WEST GRINSTEAD, COWFOLD AND HENFIELD
"The Rape of the Lock"—Knepp castle—The Cowfold brass—Carthusians in Sussex—The Oakendene cricketers—Fourteen Golden Orioles on Henfield common—A Henfield botanist—Dr. Thomas Stapleton's merits—A good epitaph—Sussex humour.
West Grinstead is perhaps the most remarkable of the villages on the line from Horsham to Steyning, by reason of its association with literature, The Rape of the Lock having been to a large extent composed beneath a tree in the park. Yet as one walks through this broad expanse of brake-fern, among which the deer are grazing, with the line of the Downs, culminating in Chanctonbury Ring, in view, it requires a severe effort to bring the mind to the consideration of Belinda's loss and all the surrounding drama of the toilet and the card table. If there is one thing that would not come naturally to the memory in West Grinstead park, it is the poetry of Pope.

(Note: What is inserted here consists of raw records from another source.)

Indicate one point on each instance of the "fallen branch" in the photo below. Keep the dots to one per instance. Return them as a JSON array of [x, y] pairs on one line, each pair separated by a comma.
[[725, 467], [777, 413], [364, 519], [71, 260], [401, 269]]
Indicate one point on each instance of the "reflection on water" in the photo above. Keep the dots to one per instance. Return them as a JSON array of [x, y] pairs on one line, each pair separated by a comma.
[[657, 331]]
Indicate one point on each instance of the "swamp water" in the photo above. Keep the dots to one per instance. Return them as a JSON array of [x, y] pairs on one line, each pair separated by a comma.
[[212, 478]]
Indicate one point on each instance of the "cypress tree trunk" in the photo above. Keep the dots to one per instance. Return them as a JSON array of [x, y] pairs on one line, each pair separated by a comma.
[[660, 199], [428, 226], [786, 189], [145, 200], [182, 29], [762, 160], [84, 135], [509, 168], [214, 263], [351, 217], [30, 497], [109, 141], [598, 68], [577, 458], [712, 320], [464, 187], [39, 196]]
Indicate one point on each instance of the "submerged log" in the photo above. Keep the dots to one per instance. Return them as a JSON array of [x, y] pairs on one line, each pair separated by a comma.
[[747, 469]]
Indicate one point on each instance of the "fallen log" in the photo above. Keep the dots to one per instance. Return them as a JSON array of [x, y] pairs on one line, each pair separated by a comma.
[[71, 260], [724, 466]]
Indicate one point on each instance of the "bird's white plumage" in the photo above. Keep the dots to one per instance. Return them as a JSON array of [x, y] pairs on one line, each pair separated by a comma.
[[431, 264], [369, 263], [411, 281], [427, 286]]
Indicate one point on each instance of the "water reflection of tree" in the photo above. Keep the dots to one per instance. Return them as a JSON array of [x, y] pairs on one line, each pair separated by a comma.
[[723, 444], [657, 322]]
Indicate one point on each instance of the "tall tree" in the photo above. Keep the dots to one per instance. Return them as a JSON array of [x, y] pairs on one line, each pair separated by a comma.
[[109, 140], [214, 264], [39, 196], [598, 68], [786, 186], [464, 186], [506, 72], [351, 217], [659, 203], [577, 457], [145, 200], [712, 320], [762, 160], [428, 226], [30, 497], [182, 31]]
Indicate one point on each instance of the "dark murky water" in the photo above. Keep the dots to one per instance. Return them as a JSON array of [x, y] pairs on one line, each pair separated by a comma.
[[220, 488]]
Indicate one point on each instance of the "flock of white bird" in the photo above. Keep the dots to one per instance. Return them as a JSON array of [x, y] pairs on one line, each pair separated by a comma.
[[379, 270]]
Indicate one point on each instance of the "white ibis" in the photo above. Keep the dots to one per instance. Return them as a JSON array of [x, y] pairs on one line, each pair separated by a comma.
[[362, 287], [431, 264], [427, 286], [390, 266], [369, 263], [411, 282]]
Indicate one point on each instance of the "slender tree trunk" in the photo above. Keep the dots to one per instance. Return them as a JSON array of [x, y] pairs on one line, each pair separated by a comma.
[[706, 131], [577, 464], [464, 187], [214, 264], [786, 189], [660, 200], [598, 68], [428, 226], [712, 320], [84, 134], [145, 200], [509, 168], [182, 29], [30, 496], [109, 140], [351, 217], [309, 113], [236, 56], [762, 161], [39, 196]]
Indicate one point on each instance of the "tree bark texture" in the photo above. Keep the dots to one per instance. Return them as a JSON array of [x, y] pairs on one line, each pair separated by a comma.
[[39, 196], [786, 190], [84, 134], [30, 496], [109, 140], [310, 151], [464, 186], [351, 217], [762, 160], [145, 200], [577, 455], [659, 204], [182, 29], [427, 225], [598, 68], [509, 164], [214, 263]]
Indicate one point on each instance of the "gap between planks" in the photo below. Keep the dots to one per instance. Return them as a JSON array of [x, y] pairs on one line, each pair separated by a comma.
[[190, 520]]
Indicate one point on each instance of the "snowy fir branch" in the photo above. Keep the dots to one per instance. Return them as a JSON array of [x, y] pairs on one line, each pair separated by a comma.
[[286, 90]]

The present house, the seat of the Burrells, was built in 1806. It was in the preceding mansion that John Caryll, Pope's friend, made his home, moving hither from West Harting, as we have seen. Caryll suggested to Pope the subject of The Rape of the Lock, the hero of which was his cousin, Lord Petre. The line :—
This verse to Caryll, Muse, is due,
is the poet's testimony and thanks. John Gay, who found life a jest, has also walked amid the West Grinstead bracken.